He'd had no idea. "But _der Herr_ Professor-"

"Herr Professor, Herr Professor!" Father Enrico's eyes seemed to flash in the flickering lantern light. "Are you capable of thinking for yourself, Kurt? Has he conditioned you so thoroughly?"

"_Nein_. No, of course not." Kurt dropped his head into his hands and tried to make sense of everything that had happened since coming to the church. "_Ich verstehe das nicht_. I don't understand what it is that he's doing that seems so wrong to you."

Father Enrico nodded; he seemed to be making some effort to recover his normal serenity.

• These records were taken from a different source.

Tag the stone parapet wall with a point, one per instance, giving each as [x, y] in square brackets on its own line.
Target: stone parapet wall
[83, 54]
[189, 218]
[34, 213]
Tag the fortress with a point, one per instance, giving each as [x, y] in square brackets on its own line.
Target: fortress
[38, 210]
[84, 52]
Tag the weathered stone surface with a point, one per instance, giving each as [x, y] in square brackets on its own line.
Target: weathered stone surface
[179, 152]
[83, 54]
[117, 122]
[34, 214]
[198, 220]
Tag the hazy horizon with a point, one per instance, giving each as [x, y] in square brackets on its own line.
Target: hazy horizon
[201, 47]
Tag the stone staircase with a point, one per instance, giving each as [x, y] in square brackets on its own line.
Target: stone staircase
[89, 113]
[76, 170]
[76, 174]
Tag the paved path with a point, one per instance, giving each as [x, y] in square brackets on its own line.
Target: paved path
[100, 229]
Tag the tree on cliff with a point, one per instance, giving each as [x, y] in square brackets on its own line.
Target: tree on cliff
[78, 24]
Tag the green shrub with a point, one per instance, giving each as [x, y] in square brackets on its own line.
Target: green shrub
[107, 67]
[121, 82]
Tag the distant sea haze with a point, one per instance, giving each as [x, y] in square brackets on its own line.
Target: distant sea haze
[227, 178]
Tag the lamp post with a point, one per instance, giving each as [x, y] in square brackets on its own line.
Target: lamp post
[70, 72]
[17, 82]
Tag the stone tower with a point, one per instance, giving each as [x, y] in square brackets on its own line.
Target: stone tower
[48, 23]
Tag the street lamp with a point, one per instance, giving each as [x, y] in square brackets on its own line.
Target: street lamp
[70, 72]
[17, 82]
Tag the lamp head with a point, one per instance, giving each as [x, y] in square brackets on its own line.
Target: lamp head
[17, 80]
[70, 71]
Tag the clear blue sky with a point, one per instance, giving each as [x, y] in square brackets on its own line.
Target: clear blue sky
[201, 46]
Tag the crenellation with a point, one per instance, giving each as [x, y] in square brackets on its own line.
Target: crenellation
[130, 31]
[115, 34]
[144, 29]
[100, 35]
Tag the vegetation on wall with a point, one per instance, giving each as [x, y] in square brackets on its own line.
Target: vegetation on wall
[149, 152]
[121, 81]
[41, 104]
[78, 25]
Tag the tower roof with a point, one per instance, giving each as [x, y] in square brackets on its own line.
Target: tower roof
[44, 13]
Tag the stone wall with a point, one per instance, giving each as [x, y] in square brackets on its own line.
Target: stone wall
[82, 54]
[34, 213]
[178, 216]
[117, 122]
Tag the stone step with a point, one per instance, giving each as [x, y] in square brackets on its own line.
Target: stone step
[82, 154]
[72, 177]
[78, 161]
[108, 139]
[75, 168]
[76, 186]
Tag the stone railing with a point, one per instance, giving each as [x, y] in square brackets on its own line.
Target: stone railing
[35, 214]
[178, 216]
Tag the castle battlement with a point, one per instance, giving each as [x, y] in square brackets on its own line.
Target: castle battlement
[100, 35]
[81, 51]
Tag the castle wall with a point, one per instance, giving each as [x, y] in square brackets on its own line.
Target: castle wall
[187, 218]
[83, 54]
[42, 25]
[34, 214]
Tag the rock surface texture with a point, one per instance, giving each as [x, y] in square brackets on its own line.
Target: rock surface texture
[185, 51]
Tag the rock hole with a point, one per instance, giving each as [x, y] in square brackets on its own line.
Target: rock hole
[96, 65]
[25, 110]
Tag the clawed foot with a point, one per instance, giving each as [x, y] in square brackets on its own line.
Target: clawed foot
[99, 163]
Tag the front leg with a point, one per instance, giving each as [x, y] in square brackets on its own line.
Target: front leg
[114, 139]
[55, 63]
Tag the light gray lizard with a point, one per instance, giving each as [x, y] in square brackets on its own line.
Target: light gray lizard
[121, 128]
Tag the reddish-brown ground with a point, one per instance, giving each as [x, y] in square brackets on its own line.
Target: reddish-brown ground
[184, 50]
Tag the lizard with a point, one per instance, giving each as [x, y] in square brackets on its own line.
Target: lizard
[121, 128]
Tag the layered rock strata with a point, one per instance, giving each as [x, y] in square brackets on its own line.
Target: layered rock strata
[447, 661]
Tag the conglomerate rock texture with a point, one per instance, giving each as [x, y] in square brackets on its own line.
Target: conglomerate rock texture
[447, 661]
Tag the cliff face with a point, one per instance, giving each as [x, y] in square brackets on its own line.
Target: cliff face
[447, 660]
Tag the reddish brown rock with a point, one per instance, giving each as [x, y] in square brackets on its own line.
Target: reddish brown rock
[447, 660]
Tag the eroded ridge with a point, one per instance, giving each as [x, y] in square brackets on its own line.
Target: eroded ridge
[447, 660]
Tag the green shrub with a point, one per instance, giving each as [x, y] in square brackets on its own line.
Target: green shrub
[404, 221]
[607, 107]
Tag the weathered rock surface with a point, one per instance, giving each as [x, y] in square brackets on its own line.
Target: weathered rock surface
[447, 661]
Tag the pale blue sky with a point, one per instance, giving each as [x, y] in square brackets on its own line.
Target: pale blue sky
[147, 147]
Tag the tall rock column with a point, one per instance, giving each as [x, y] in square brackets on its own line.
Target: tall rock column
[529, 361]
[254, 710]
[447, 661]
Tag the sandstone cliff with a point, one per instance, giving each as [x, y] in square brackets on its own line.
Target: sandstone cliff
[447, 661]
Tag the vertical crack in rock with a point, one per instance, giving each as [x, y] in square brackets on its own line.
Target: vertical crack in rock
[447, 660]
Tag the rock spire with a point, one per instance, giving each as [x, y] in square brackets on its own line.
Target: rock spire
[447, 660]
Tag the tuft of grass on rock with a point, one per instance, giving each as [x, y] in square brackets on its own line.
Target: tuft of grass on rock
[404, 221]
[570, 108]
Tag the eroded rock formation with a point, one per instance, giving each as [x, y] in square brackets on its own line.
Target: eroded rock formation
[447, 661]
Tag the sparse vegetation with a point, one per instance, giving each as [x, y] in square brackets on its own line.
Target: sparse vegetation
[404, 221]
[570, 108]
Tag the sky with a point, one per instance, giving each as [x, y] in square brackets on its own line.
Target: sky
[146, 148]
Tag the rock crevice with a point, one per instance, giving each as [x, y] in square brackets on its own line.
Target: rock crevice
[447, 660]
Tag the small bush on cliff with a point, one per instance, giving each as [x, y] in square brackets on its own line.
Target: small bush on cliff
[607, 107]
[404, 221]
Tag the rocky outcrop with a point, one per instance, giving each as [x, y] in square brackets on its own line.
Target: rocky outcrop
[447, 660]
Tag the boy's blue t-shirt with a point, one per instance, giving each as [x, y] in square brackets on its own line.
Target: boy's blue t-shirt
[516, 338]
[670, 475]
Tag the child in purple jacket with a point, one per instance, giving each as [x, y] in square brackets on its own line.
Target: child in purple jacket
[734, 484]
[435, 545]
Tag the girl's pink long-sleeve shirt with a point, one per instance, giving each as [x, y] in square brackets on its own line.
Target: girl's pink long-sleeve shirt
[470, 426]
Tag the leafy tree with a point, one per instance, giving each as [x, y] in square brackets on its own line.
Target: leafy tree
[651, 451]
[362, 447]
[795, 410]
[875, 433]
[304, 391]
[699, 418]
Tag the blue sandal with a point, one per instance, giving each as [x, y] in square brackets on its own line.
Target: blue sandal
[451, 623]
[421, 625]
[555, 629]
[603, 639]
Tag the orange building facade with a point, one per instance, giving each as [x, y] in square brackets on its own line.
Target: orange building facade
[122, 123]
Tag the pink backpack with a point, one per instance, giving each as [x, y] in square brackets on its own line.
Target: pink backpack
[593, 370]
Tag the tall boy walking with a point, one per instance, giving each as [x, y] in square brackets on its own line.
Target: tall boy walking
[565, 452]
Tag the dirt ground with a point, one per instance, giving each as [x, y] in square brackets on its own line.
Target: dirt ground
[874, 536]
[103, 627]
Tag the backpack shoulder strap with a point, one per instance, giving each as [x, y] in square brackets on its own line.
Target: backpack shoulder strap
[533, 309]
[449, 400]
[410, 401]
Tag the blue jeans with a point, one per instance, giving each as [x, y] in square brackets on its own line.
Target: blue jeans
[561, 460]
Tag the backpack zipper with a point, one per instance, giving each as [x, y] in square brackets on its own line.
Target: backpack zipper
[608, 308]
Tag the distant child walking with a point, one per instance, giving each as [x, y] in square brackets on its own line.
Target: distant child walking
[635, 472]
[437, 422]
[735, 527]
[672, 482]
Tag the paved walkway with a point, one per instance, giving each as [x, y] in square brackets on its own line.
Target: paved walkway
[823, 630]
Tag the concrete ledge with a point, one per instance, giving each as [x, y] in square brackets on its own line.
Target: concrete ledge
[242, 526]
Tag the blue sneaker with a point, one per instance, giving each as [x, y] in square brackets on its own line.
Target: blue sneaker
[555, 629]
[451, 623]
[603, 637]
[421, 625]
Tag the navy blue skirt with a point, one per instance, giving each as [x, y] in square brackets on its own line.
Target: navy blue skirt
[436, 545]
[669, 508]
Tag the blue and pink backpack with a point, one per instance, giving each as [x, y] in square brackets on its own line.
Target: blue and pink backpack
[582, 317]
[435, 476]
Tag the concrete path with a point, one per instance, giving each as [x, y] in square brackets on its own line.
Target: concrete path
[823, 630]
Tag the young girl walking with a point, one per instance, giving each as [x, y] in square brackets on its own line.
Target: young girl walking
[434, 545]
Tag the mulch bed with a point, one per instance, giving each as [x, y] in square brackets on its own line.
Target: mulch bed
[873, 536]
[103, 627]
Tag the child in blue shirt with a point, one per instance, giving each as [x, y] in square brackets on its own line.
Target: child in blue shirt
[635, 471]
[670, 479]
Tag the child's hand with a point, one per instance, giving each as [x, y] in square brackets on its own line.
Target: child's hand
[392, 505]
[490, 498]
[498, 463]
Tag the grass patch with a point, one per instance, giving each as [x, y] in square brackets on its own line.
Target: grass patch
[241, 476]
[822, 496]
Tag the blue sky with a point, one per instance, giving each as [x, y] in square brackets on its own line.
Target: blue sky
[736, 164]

His next words, though shocking, were said calmly and slowly. "The Professor runs a school in which he trains mutants to behave, to be covert and controlled, to be good little pretend humans. He trains up the most powerful to join his private army, which he uses in the main not to fight the cause for mutant rights, but to police his own kind." The priest locked gazes with Kurt. "There was a word for a collaborator like that once --'_capo_'."

Capo? _Verdammt noch mal_! "The capos were the prisoner-guards in the death camps! How dare you... _Ach, entschuldigung, Pfarrer_. But how can you say the Professor is like the capos? He is a good man."

"Who is to say the capos were not once good men, Kurt? Even good men will fall to sin if it seems the only way to survive, and they do not really believe in... in the mercy of God. Such men, men without cause, will do almost anything to hold onto life, even turn on their own."

"But he isn't turning on his own. He's helping mutants, taking them in, giving them shelter and... and a lot more." Just as he had for Kurt. Where would Kurt be now without Professor Charles Xavier?

"Training them to be his private police force," the priest repeated. "Encouraging them to hide their power, their blessings, just as he does. Accepting every blow against mutants passively and then turning his face to accept the next."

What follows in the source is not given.